Quelques vendeurs sont encore loin d’être prêts, moins matinaux que d’autres. L’un se plaint d’avoir été tiré du lit par un coup de sonnette à huit heures trente précises. Je croise plus d’acheteurs de ma connaissance que je l’aurais cru. Beaucoup chassent les vinyles. Un homme passe de maison en maison avec le désir d’acheter autre chose que ce qui est en vente : « Montrez-moi vos horloges, vos miroirs, vos instruments de musique, je vous fais une proposition, si elle ne vous intéresse pas, vous me dites non, c’est tout. »

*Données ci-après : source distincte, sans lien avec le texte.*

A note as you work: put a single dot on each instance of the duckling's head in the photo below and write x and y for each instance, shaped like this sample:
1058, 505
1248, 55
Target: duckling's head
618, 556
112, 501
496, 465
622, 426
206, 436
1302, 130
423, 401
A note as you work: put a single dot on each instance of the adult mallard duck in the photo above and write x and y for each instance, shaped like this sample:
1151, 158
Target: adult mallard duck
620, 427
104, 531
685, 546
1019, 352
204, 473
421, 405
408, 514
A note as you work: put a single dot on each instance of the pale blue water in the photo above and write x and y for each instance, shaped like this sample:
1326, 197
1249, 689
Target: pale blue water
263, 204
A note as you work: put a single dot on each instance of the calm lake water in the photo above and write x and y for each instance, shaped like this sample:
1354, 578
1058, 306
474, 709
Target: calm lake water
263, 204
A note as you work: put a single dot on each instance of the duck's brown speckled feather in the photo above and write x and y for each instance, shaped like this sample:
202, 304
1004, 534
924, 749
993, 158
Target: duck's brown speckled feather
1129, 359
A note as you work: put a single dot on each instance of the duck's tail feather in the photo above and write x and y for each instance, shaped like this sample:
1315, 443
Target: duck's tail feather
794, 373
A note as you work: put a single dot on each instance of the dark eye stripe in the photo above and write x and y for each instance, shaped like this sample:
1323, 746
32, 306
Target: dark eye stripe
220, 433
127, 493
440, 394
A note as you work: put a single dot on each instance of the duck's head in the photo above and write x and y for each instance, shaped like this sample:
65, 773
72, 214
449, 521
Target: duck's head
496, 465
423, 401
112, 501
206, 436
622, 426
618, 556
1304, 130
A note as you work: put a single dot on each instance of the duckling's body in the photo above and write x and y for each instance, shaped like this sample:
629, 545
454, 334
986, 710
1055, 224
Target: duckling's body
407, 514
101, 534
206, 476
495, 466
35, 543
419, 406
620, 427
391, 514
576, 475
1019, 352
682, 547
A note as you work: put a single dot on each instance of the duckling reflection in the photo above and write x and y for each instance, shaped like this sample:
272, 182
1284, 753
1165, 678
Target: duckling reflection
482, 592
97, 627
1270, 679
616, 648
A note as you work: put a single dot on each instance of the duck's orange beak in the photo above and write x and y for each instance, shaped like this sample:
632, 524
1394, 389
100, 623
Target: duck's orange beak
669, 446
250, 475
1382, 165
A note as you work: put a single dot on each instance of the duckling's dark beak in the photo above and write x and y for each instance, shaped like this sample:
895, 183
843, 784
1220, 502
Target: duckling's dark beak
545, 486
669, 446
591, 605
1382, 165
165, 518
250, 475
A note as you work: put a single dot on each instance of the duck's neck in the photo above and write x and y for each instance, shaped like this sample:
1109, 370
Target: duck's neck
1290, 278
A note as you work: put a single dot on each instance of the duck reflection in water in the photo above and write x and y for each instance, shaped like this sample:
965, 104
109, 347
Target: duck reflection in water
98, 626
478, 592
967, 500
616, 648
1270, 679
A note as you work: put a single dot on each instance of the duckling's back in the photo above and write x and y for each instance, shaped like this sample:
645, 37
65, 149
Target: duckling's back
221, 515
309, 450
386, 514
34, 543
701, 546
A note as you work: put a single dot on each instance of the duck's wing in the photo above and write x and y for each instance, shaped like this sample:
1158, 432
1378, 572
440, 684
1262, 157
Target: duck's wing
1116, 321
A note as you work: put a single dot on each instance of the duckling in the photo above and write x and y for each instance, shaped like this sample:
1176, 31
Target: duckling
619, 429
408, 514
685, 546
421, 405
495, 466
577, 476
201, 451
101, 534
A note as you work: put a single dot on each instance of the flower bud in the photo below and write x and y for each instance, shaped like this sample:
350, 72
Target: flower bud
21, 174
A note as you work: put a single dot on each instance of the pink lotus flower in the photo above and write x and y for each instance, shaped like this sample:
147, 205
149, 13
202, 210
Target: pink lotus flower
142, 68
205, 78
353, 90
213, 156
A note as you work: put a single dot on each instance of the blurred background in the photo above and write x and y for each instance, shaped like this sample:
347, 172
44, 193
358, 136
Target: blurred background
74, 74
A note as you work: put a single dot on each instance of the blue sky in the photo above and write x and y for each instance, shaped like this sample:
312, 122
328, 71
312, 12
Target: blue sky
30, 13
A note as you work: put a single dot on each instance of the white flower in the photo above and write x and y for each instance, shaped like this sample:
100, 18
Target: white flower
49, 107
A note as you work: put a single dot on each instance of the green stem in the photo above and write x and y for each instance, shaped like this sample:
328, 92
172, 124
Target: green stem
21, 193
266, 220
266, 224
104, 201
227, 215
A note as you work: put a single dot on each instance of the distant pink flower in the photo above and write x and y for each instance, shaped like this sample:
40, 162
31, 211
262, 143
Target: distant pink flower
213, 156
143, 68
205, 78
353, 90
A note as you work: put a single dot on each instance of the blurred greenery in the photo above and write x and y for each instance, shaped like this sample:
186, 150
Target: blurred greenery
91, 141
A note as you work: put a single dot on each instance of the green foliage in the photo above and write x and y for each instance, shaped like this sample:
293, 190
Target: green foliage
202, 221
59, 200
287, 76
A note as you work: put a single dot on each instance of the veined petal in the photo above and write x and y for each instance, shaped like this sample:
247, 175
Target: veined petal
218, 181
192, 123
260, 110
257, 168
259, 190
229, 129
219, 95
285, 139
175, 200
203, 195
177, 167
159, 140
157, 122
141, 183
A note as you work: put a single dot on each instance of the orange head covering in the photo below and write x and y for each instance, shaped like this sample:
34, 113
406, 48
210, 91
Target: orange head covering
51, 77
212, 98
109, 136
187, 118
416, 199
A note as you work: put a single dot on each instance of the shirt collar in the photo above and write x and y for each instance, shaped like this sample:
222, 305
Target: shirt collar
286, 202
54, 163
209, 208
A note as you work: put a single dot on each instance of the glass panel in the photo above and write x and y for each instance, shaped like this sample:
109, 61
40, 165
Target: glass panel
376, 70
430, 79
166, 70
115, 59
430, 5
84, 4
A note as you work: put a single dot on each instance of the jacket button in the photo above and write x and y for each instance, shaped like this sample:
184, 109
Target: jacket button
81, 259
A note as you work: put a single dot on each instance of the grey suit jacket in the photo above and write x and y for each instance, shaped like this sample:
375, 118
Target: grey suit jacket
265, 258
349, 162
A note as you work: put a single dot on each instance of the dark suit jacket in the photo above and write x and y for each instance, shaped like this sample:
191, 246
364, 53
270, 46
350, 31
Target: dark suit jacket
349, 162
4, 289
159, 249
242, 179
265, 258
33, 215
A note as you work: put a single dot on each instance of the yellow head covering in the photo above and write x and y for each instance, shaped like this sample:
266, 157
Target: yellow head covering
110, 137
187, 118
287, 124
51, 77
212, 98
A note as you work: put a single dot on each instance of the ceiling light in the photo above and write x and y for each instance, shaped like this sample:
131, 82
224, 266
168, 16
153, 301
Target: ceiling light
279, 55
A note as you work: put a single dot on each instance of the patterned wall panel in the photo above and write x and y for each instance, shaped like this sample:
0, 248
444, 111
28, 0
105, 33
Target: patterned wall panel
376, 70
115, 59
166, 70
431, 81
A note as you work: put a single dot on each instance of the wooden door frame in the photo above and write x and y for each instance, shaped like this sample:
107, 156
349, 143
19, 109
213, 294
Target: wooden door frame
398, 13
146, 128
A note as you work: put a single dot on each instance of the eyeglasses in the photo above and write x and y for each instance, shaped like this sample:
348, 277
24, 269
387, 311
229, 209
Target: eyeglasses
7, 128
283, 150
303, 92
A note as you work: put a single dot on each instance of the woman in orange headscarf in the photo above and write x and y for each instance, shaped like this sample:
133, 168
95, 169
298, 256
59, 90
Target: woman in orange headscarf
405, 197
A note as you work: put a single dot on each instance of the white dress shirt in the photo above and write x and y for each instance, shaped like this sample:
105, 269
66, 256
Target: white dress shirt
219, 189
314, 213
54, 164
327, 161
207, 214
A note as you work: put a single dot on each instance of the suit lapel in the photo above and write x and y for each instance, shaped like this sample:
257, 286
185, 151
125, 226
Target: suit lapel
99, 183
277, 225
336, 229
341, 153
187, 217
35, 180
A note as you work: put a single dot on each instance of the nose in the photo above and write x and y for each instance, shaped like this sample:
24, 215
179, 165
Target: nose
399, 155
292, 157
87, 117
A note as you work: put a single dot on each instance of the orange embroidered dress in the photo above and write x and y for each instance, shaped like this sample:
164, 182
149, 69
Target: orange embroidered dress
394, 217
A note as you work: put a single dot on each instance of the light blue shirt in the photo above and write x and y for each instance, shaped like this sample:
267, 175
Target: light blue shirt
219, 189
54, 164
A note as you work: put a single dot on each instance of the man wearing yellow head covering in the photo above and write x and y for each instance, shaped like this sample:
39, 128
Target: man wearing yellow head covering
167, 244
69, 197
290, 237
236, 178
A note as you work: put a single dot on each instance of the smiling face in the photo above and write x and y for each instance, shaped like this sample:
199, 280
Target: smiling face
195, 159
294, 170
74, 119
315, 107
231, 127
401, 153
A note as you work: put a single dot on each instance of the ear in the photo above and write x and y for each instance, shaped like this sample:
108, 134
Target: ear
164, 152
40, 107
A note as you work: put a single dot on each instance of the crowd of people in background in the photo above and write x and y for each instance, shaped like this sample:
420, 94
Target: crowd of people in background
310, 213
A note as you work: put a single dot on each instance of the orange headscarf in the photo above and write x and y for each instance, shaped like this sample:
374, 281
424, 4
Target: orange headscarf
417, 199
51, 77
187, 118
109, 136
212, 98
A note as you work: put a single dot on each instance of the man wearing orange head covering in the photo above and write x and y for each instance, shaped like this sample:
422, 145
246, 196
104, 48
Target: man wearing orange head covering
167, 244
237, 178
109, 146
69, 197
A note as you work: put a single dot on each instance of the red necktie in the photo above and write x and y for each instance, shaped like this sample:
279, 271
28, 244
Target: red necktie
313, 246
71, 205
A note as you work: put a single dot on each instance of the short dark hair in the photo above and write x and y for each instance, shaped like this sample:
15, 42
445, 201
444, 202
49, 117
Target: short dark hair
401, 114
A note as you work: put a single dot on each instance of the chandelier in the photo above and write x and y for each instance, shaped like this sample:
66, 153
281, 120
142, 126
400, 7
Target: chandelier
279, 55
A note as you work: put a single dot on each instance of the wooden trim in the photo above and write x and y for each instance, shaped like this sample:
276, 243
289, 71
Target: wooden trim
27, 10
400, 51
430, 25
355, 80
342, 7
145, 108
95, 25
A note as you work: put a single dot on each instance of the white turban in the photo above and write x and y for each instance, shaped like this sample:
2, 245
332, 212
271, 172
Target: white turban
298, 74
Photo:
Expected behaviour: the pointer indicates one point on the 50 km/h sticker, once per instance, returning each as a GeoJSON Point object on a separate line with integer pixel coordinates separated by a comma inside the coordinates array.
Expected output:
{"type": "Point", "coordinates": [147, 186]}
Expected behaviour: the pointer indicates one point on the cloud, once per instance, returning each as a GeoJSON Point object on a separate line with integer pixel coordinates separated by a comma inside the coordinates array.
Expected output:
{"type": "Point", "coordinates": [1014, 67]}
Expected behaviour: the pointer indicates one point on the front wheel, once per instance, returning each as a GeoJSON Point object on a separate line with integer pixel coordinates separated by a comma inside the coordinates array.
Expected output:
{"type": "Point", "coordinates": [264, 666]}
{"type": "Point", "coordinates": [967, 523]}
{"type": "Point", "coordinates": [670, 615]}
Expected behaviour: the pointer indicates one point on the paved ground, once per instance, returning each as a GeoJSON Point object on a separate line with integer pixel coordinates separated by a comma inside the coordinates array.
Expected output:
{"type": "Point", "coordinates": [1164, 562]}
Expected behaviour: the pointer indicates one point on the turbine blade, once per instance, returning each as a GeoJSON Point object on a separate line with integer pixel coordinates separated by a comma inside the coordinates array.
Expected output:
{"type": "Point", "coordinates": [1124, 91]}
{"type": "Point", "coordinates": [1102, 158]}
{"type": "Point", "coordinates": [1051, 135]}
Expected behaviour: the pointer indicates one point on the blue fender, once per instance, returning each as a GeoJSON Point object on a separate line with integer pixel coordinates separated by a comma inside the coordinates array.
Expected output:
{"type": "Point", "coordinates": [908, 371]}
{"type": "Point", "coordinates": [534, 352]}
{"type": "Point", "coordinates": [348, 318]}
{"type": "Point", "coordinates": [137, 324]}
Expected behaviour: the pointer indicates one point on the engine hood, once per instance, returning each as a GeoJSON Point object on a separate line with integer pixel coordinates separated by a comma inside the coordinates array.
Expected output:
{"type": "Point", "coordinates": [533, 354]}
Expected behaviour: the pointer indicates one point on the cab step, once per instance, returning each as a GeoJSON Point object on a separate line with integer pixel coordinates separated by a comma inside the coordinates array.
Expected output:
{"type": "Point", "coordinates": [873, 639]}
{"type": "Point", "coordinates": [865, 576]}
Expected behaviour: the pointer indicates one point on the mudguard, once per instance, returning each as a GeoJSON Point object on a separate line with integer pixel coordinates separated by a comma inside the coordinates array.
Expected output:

Je découvre également des têtes connues chez les habitants des maisons ouvertes, l’une de mes anciennes collègues (comme on dit) à l’école Marcel Cartier et un couple de brocanteurs du Clos Saint-Marc. Ce quartier résidentiel est doté d’une boulangerie nommée Le Pétrin. Sa population est diverse, des pauvres et des riches. Dans un jardin poussent des plants de tomates ayant pour pots des bottes à fleurs.
Je repars avec bien peu dans mon sac, mais l’après-midi c’est la brocante et vente de livres de l’association Entraide de l’Eglise Protestante, rue de Buffon, et j’ai espoir de m’y consoler.
Entrant à quatorze heures dans la salle réservée aux livres et disques, je me doute que mon sac ne sera pas vide quand je repartirai. Il n’y a là qu’un autre acheteur, sympathique jeune homme que je croise à chaque occasion, et le responsable de la vente tout disposé à faire un prix d’ami.
Au moment où je paie sept euros cinquante mes onze livres, parmi lesquels la lourde biographie de James Joyce et la non moins pesante autobiographie de Mark Twain, arrive l’un avec qui il y a encore deux mois j’avais des relations cordiales, un homme à lectures élevées que deux mails m’ont fait découvrir homme à pensées obtuses. Il jette un regard en coin à mon sac. Au plaisir d’avoir trouvé quelques bons livres s’ajoute celui de le savoir jaloux.
 

4 juin 2016


Il semble que je sois rentré de mes vacances au Pays Basque sans ramener avec moi d’œufs des punaises de lit de l’Hôtel Ibis Budget de Saint-Jean-de-Luz. Sans doute les précautions que j’ai prises étaient-elles exagérées mais il faut avoir vécu cette abomination pour comprendre.
Certain(e)s en feront l’expérience un jour ou l’autre car ce qui est réputé être courant aux États-Unis et au Canada doit être plus présent en France qu’on ne le dit. Cette discrétion a deux raisons. Ceux qui se sont fait dévorer par des puces de lit (rebaptisées punaises de lit) le cachent. Les hôteliers et autres responsables de structures d’hébergement ont intérêt à étouffer ce genre d’évènement.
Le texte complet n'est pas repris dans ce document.